The Future of the Music Industry

Musicians' unions - $0.17
Packaging/manufacturing - $0.80
Publishing royalties - $0.82
Retail profit - $0.80
Distribution - $0.90
Artists' royalties - $1.60
Label profit - $1.70
Marketing/promotion - $2.40
Label overhead - $2.91
Retail overhead - $3.89
Buying a brand new CD - priceless*

Naptser changed the world. In 1999, Shawn Fanning, a Northeastern University student created a peer-to-peer file sharing network which allowed internet users across the globe to get access to music and other media easier than ever before and for free. The future had arrived.
In 2000 however, Napster began to find itself in legal troubles after Metallica discovered that their unreleased song "I Disapear" had found it's way onto the network and from their to radio stations. The band filed a lawsuit. They were followed by Dr. Dre and a livid Madonna whose unreleased track "Music" had leaked. The lawsuits seemed to do little to slow Napster's growing popularity. At it's peak in February 2001, it was reported to have 26.4 million users.

The music industry was concerned. However, as the RIAA went on a witchunt pinning declining album sales to online fine sharing, Radiohead proved that programs such as Napster can actually be benificial to an artist's career. Three months before the release of their fourth album Kid A, it ended up on the network. Unlike most other music that was being leaked at the time, Kid A wasn't as commercial. In fact, no music videos were made to support the disc, nor any singles released, yet, it became the band's first #1 album. The success was credited to the promotion Radiohead recieved on Napster.

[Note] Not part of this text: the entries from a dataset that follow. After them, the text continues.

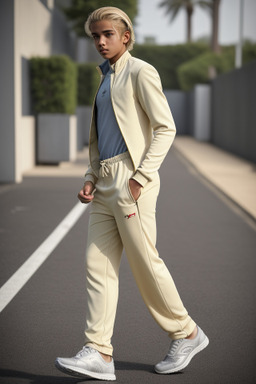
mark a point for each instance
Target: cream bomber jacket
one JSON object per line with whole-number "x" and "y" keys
{"x": 143, "y": 116}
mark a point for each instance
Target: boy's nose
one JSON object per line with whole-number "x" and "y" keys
{"x": 101, "y": 41}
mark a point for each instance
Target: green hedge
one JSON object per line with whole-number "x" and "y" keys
{"x": 88, "y": 81}
{"x": 167, "y": 58}
{"x": 53, "y": 84}
{"x": 196, "y": 71}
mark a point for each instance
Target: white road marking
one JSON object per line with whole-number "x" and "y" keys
{"x": 10, "y": 289}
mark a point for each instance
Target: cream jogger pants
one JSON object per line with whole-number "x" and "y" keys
{"x": 118, "y": 221}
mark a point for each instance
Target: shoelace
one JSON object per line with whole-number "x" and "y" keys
{"x": 174, "y": 345}
{"x": 84, "y": 351}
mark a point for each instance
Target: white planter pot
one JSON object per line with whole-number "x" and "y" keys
{"x": 56, "y": 138}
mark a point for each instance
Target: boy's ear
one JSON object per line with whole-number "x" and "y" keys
{"x": 126, "y": 37}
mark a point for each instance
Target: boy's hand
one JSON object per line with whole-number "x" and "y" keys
{"x": 135, "y": 189}
{"x": 85, "y": 195}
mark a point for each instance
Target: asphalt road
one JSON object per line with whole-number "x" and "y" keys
{"x": 208, "y": 247}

Fast forward to October 2007. Radiohead had fullfilled their six album contract with EMI and released their seventh studio album, In Rainbows. Like Kid A, it made it onto the internet before it was physically released, but this time, it had nothing to do with music pirates. Lead singer, Thom Yorke commented, "every record for the last four—including my solo record—has been leaked. So the idea was like, we'll leak it, then." The album appeared on their website as a digital download, and listeners could choose how much they wanted to pay for it.

The name-your-own-price version of In Rainbows no longer exists, but the idea has blown up the internet. Granted, any new release from Radiohead is bound to cause some buzz, but their do-it-yourself release has made headlines in rock journalism and blogs and had doubtlessly made the record industry sweat. Radiohead has proved that you don't need the middleman. Record companies as we now know them will one day be a thing of the past.




When Madonna's eleventh studio album is released later this year, she too will have fullfilled her record contract and is abandoing the record industry. The singer is reported to have signed a $120 million, 3 album contract with a concert promotion firm, Live Nation. This is only the beginning. Times are changing and the record industry better evolve to meet 21st century technology and tastes.

As Duncan Riley put it, "The only real question now is how fast will the music industry model come tumbling down. When Radiohead led the way in offering their music directly to fans many predicted that the move was the beginning of the end; Madonna may well be the tipping point from where we will now see a flood of recording artists dumping record labels and where todays model will shortly become a footnote in Wikipedia."


*Rolling Stone magazine - October 12, 2004

2 comments:

hun*ter said...

Don't click on that comment, it's a spam link to some download "virus protection" site.

Emily Nicole Schroeder said...

Hunter, this is something pretty cool. commenting on whats up and popping with the biz. do you want to turn to journalism or something?

I knew that Radiohead and Madonna were on my good list for some reason. They are changing things, rebels at heart, and good riddance. What have you been listening to since you've gotten back? hunter! how was paradise in the south pacific for that matter?!

I think that it is important that our favorite artists are being supported by their media sales so that they can continue to make good and beautiful music that is true. But they are who i care about, not the middle man, and so if they are making it just fine, this new way of getting music seems perfect to me.